“I’ve had lots of shocks,” she said, rocking back and forth in a squeaky rocking-chair. The light from over the way flickered and gleamed. Mrs. Brown’s broad, yellow face and gray hair were now brilliant, now somber, as she rocked in and out of the silver rays. Her voice was a metallic whine, and when she laughed against her regular, even, false teeth there was a sound like the mechanical yelp of a toy cat. Married at sixteen, her whole life had been Brown on earth below and God in His heaven above. Childless, she and Brown had spent over fifty years together. It was natural in the matter of shocks the first she should tell me about was Brown’s death. The story began with “a breakfast one Sunday morning at nine o’clock.... Brown always made the fire, raked down the ashes, set the coffee to boil, and when the toast and eggs were ready he called me. And that wasn’t one morning, mind you—it was every morning for fifty years. But this particular morning I noticed him speaking strange; his tongue was kind o’ thick. He didn’t hardly eat nothing, and as soon as I’d done he got up and carried the ashes downstairs to dump ’em. When he come up he seemed dizzy. I says to him, ‘Don’t you feel good?’ but he didn’t seem able to answer. He made like he was going to undress. He put his hand in his pocket for his watch, and he put it in again for his pocketbook; but the second time it stayed in—he couldn’t move it no more; it was dead and cold when I touched it. He leaned up against the wall, and I tried to get him over on to the sofa. When I looked into his eyes I see that he was gone. He couldn’t stand, but I held on to him with all my force; I didn’t let his head strike as he went down. When he fell we fell together.” Her voice was choked; even now after three years as she told the story she could not believe it herself.
Presently when she is calm again she continues the recital of her shocks—three times struck by lightning and once run over. Her simple descriptions are straightforward and dramatic. As she talks the wind blows against the windows, the shutters rattle and an ugly white china knob, against which the curtains are draped, falls to the floor. Tenderly, amazed, she picks it up and looks at it.
“Brown put that up,” she says; “there hasn’t no hand touched it since his’n.”

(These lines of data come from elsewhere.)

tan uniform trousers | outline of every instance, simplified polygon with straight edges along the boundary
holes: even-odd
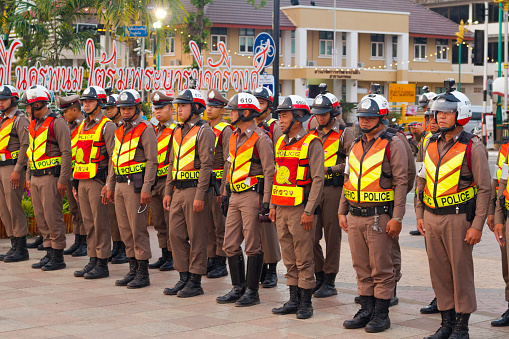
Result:
[[[30,197],[44,247],[63,250],[66,246],[63,197],[58,194],[57,183],[58,178],[53,175],[32,176]]]
[[[306,231],[300,223],[305,207],[277,206],[276,226],[286,266],[286,285],[310,289],[315,287],[315,230]]]
[[[509,239],[507,229],[508,228],[506,227],[506,224],[504,224],[505,238]],[[500,252],[502,252],[502,276],[504,277],[505,281],[505,301],[509,302],[509,266],[508,266],[509,262],[507,262],[507,251],[508,251],[507,245],[504,247],[500,246]]]
[[[205,194],[205,207],[193,212],[196,187],[176,189],[170,205],[170,242],[178,272],[207,274],[207,237],[212,192]]]
[[[217,202],[216,195],[213,195],[212,208],[210,209],[210,212],[212,213],[210,216],[210,220],[212,220],[212,222],[209,222],[207,257],[226,257],[226,253],[223,251],[226,218],[223,215],[223,212],[221,212],[221,203]]]
[[[392,265],[394,266],[394,279],[401,280],[401,248],[399,247],[399,236],[392,239]]]
[[[320,200],[320,214],[315,229],[315,272],[326,274],[339,272],[341,253],[341,227],[339,227],[338,207],[342,187],[324,186]],[[320,240],[325,236],[325,257]]]
[[[147,229],[148,207],[138,213],[141,206],[140,195],[134,193],[133,185],[125,182],[117,182],[115,185],[115,212],[126,255],[136,260],[148,260],[152,258]],[[141,207],[141,210],[143,208]]]
[[[69,202],[69,211],[72,215],[72,233],[79,235],[87,235],[83,218],[81,217],[80,204],[74,199],[71,183],[67,184],[67,201]]]
[[[21,171],[19,186],[11,188],[11,173],[14,165],[0,167],[0,217],[7,236],[21,238],[27,235],[27,219],[21,205],[25,187],[25,171]]]
[[[394,240],[385,232],[390,217],[379,216],[381,233],[373,230],[375,217],[348,215],[348,243],[352,263],[357,274],[357,292],[378,299],[394,297],[394,267],[392,246]]]
[[[83,211],[83,223],[87,231],[87,255],[90,258],[107,259],[111,256],[111,227],[108,205],[102,203],[104,184],[94,180],[80,180],[78,199]]]
[[[424,211],[431,285],[440,311],[473,313],[477,309],[474,246],[464,241],[470,226],[465,213],[435,215]]]
[[[120,236],[120,231],[118,229],[117,213],[115,212],[115,203],[111,201],[108,202],[108,216],[110,219],[111,226],[111,240],[122,241],[122,237]]]
[[[281,248],[277,239],[277,227],[274,223],[262,223],[263,262],[274,264],[281,260]]]
[[[157,231],[159,248],[168,248],[168,251],[171,251],[170,238],[168,237],[168,219],[170,218],[170,212],[163,207],[165,185],[166,177],[159,178],[156,187],[152,191],[150,213],[152,215],[152,224]]]
[[[247,256],[262,253],[259,199],[255,191],[232,193],[224,232],[224,251],[228,257],[242,253],[242,241]]]

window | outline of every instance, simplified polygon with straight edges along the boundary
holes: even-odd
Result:
[[[449,41],[447,39],[437,39],[437,60],[449,60]]]
[[[381,59],[384,57],[384,35],[371,34],[371,57]]]
[[[164,53],[169,55],[175,55],[175,37],[167,36],[164,44]]]
[[[228,29],[225,27],[212,27],[210,29],[210,51],[219,52],[218,44],[220,41],[226,45],[226,34]]]
[[[454,65],[459,63],[459,47],[456,44],[452,45],[452,63]],[[466,44],[461,46],[461,63],[468,64],[468,47]]]
[[[292,40],[292,55],[295,55],[295,31],[292,31],[291,40]]]
[[[459,24],[461,20],[467,22],[468,20],[468,7],[469,5],[463,6],[451,6],[451,7],[438,7],[431,8],[432,11],[451,19],[455,23]]]
[[[341,33],[341,55],[346,57],[346,32]]]
[[[426,60],[426,38],[414,38],[414,61]]]
[[[392,37],[392,59],[396,60],[398,58],[398,36],[395,35]]]
[[[334,38],[332,32],[323,32],[320,31],[318,33],[319,43],[320,43],[320,56],[332,56],[332,48],[334,45]]]
[[[253,53],[254,28],[239,28],[239,52]]]

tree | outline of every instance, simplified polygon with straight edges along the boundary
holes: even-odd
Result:
[[[212,3],[212,0],[191,0],[191,4],[196,7],[196,13],[188,13],[184,19],[185,33],[183,35],[184,51],[190,52],[189,41],[194,40],[200,50],[208,48],[208,37],[210,31],[210,20],[205,16],[205,6]]]

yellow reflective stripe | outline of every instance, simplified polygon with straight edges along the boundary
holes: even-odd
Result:
[[[214,128],[222,132],[226,128],[226,126],[228,126],[228,123],[222,121],[222,122],[218,123],[217,125],[215,125]],[[217,147],[217,142],[218,141],[219,141],[219,137],[216,137],[216,142],[214,144],[214,149]]]
[[[500,177],[502,176],[502,167],[504,166],[505,155],[500,153],[498,157],[498,170],[497,170],[497,181],[500,182]]]
[[[56,165],[60,165],[62,163],[62,157],[54,157],[49,159],[44,159],[40,161],[36,161],[35,163],[30,161],[30,169],[36,170],[36,169],[45,169],[50,168]]]
[[[463,158],[465,156],[465,152],[457,154],[455,157],[447,161],[445,164],[440,164],[438,169],[438,178],[444,178],[446,175],[449,175],[446,179],[435,183],[437,185],[437,193],[436,196],[439,197],[443,195],[445,192],[456,186],[460,179],[460,168],[463,163]],[[432,191],[430,191],[432,192]]]
[[[168,175],[168,165],[157,169],[158,177],[163,177],[165,175]]]
[[[237,156],[234,156],[234,159],[231,159],[232,166],[233,164],[235,164],[235,168],[233,169],[232,182],[236,183],[239,180],[239,178],[244,176],[246,173],[248,173],[249,175],[249,170],[251,169],[251,159],[253,158],[253,152],[254,147],[251,147],[245,150],[244,152],[237,154]],[[239,164],[241,166],[239,166]]]
[[[46,154],[46,141],[48,140],[48,129],[44,130],[38,137],[35,138],[33,156],[35,159],[39,159]]]
[[[189,132],[191,133],[191,132]],[[195,152],[196,149],[192,152],[189,152],[189,150],[195,146],[196,144],[196,137],[198,136],[198,133],[195,133],[185,144],[180,146],[178,144],[178,141],[173,138],[173,149],[175,150],[173,153],[175,154],[175,157],[178,157],[180,154],[186,154],[183,158],[180,158],[178,160],[178,168],[176,168],[177,171],[180,171],[182,168],[186,167],[188,164],[194,161]],[[175,165],[177,165],[176,162],[174,162]]]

Proprietor of this house in which she lives, Mrs. Brown is fairly well off. She rents one floor to an Italian family, one to some labourers, and one to an Irishman and his wife who get drunk from time to time and rouse us in the night with tumult and scuffling. She has a way of disappearing for a week or more and returning without giving any account of herself. Relations are strained, and Mrs. Brown in speaking of her says:
“I don’t care what trouble I was in, I wouldn’t call in that Irish woman. I don’t have anything to do with her. I’d rather get the Dago next door.” And hereafter follows a mild tirade against the Italians—the same sentiments I have heard expressed before in the labouring centres.